Heat smoker to 225˚F.
Rub black pepper and salt into brisket. Smoke on low heat until tender, approximately 8–10 hours.
Remove meat from smoker. Let rest at least 15 minutes. Slice brisket against grain. Serves 10–12.
June Rodil, beverage director for McGuire Moorman Hospitality in Austin, which includes Lamberts Barbecue, provides wine recommendations. Daisy Ryan, the assistant beverage director, provides beer and cocktail pairing ideas.
Wine “Texas BBQ is like the butter of the BBQ world,” says Rodil. “It’s glistening and succulent, and is likely a reason for a long afternoon nap.” To counter that, she recommends Cru Beaujolais as the ideal pick-me-up. “The austere and surprisingly powerful tannins of a Cru Beaujolais combats the fat with agility and leaves behind a punch of bright red fruit like pomegranates, Bing cherries and ripe raspberries.”
Rodil’s pick Lapierre Morgon
Beer “German classic styles really shine with Texas BBQ, perhaps because there were a lot of early German settlers in Texas,” says Ryan. Dark, smoky Rauchbier is a particularly harmonious combination with smoked meat, he says.
Ryan’s pick Anything made at Schlenkerla, a “smoked beer” brewery in Bamberg, Germany.
Cocktail Ryan’s spirit pick is a smoky mezcal, especially if mixed into a Mezcal Margarita (mezcal and Tequila, lime, agave).
Texas native Jason Dady isn’t known exclusively for barbecue. Dady’s known for a diverse group of San Antonio restaurants that include Tuscan-inspired flagship Tre Trattoria and a Spanish tapas bar, The Bin.

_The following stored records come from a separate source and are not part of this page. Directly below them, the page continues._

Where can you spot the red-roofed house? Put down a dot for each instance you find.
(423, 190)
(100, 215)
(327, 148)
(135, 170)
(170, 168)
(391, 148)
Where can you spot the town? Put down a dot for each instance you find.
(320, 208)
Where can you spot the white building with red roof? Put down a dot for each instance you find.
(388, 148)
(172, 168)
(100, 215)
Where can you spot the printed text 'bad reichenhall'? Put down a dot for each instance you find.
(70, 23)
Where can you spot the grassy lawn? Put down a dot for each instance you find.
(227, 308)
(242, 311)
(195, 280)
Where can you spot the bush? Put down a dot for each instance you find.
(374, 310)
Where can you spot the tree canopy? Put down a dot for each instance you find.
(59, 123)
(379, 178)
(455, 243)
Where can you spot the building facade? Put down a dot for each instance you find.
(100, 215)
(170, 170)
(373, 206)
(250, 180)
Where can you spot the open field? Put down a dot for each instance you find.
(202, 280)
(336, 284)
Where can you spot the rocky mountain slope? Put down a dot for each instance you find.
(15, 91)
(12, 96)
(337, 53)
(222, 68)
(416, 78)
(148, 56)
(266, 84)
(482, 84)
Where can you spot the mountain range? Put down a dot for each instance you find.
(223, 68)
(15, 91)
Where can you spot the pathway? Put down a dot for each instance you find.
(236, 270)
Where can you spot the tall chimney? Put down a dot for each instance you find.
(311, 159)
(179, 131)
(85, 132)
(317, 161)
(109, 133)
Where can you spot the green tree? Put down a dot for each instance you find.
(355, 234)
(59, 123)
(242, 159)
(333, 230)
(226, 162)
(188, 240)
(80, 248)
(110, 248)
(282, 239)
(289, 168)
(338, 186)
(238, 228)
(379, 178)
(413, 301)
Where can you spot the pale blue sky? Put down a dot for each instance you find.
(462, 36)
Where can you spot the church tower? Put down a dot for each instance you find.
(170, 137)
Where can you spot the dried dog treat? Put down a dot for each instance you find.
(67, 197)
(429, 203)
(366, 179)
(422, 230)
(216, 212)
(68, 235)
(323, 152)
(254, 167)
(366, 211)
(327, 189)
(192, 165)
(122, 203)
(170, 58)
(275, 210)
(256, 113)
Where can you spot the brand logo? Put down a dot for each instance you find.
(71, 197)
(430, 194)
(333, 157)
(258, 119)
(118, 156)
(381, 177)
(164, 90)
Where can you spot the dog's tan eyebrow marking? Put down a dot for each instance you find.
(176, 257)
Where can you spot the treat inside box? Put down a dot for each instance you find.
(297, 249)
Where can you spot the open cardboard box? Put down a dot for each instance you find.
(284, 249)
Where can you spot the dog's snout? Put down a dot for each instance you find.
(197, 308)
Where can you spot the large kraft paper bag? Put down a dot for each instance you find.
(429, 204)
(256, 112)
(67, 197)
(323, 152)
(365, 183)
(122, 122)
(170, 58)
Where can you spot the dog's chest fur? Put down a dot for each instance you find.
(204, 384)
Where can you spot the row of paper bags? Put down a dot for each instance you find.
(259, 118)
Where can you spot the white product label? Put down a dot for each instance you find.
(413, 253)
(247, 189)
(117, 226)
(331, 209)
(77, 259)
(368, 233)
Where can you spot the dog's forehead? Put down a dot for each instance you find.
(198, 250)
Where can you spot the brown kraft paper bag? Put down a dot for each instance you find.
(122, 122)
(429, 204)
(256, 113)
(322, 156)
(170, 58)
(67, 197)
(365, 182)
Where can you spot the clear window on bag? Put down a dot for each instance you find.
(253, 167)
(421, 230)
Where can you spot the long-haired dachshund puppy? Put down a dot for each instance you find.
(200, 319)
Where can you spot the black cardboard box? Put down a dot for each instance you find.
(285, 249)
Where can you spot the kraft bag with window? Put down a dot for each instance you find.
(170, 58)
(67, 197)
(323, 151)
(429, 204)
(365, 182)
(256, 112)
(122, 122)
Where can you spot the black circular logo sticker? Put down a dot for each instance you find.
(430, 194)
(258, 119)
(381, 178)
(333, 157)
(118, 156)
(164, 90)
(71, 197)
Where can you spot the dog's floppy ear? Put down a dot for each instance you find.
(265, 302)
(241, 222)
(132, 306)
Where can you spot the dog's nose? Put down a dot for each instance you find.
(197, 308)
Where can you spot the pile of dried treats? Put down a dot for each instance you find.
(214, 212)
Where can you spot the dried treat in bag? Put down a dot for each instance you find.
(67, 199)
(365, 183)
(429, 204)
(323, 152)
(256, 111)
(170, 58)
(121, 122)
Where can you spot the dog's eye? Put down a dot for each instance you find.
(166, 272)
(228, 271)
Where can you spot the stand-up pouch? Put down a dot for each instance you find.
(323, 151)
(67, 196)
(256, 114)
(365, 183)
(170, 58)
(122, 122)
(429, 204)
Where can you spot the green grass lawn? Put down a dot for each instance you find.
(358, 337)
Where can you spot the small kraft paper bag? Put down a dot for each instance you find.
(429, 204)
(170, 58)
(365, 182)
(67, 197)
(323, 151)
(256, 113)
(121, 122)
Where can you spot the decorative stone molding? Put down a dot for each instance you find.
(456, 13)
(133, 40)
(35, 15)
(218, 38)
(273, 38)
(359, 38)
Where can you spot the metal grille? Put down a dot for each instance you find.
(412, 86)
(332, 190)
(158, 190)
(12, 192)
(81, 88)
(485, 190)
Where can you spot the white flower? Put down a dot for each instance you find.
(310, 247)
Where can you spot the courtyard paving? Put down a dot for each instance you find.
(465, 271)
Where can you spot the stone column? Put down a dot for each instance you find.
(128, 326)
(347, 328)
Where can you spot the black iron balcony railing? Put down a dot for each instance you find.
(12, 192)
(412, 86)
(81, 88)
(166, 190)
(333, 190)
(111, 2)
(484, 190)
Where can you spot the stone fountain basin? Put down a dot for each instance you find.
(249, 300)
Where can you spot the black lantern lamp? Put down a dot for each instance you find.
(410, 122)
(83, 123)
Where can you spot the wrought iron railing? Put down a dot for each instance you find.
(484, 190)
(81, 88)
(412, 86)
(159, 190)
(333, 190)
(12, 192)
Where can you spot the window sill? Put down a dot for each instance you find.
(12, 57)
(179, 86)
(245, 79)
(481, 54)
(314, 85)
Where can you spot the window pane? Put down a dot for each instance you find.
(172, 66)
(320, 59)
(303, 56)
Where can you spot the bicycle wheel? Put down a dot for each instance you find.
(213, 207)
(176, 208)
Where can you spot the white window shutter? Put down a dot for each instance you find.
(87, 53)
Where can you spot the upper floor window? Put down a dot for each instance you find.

But when he opened Two Bros. BBQ Market in 2008, along with his brother, Jake Dady, he had a vision for a family-friendly BBQ restaurant complete with a playground and sandbox for kids. It’s a bit pricier than the typical ’cue joint, but you can’t be mad at a place that also serves deep-fried strawberry pies.
“Being in San Antonio, we felt that the barbecue options at that time didn’t live up to the picture of what we though barbeque should be,” says Dady. “We found a really good location, and we had decided that we were just going to jump into it.”